Saturday, November 13, 2010

Artist: Agnes Denes


Agnes Denes, the eco-focused artist who has consistently blazed trails in environmental art throughout her career. Denes's monumental earthworks and exquisite drawings investigate the troubled relationship between Earth and humanity.

One of Denes's most iconic works, 1982's 'Wheatfield — A Confrontation' — probably one of the best-known projects in the field of land art — involved planting a two-acre wheat field in Battery Park landfill in New York City. The act of transplanting rural nature into the heart of urban Manhattan offered a powerful comment on "human values and misplaced priorities."

In 1996, Denes traveled to Finland and, with the help of volunteers from all over the world, created 'Tree Mountain — A Living Time Capsule,' a massive earthwork and reclamation project.

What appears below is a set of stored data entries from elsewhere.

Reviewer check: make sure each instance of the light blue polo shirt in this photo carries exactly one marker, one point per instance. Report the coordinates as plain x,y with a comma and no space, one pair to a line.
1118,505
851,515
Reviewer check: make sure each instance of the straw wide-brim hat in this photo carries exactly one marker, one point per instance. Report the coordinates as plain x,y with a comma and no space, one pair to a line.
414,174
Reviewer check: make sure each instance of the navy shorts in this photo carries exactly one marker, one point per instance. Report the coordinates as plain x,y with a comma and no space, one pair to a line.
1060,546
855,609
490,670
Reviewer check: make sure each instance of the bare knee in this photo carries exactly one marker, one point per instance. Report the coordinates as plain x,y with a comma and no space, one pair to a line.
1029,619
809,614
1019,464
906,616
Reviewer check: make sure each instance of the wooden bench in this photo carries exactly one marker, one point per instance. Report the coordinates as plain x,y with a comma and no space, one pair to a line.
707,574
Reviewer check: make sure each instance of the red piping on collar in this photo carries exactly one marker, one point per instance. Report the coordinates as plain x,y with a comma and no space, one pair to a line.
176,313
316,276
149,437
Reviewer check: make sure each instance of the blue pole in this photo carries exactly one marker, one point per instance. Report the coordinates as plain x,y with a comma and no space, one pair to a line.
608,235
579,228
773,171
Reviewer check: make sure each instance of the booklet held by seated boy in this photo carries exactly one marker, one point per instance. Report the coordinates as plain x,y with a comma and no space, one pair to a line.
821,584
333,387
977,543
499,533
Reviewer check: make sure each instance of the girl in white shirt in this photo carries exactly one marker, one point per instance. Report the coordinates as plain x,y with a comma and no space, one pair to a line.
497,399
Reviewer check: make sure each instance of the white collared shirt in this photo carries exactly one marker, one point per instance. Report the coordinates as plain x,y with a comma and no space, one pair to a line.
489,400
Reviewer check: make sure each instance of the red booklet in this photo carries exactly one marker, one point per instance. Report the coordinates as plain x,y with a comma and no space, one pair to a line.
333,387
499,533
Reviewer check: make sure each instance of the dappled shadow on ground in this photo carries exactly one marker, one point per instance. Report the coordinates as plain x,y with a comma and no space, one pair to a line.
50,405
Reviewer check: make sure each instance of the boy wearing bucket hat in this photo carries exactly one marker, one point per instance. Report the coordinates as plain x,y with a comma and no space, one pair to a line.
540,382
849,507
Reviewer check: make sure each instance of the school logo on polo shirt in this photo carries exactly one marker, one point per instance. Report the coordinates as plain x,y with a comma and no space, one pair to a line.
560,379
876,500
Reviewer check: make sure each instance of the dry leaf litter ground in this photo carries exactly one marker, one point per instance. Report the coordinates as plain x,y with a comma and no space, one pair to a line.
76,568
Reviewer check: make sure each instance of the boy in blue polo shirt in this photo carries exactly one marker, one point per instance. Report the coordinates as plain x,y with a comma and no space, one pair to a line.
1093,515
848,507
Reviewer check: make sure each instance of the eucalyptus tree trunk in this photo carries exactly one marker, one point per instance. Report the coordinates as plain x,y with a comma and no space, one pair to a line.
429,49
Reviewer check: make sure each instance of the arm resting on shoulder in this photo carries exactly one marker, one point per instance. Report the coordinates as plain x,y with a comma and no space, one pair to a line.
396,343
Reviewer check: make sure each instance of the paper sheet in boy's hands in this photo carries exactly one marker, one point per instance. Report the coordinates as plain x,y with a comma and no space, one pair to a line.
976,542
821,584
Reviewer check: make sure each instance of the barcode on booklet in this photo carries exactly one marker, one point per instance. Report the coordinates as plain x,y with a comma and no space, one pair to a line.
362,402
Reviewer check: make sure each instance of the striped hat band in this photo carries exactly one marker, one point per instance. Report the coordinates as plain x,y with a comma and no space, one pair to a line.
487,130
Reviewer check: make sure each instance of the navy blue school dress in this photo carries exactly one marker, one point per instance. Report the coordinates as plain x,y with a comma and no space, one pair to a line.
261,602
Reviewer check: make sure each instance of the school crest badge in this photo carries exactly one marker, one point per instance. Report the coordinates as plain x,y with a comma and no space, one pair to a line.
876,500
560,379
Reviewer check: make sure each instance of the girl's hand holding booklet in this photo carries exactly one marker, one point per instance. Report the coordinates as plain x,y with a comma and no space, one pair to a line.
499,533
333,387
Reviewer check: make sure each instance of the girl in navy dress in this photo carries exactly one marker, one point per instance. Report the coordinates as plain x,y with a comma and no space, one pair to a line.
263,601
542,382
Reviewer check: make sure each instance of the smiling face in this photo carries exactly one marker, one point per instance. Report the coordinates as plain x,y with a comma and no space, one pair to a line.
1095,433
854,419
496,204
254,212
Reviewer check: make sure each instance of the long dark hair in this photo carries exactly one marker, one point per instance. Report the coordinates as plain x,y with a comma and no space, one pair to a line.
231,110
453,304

The environmental intervention involved the construction of a “mountain” on the site of an old gravel quarry and the planting of 11,000 Finnish Pine trees in a mathematical pattern.

"The forest is patterned but spills over its boundaries in time as in space and concept," wrote Denes in an essay on the project. "It means re-establishing disturbed and destroyed land, creating roots to hold eroding land and keeping global warming down, photo synthesis up, clean ground water and a million things trees do besides grow and become aesthetics."

Other Denes projects have included a 1998 reforestation of an endangered tree species in Australia, planting crops in downtown Caracas, Venezuela, and exhibitions of mathematically inspired drawings, book projects and installations in major museums worldwide.

While her prolific output has slowed over the past decade, Agnes Denes has shown throughout her career the role art can play in shifting attitudes towards our natural environment.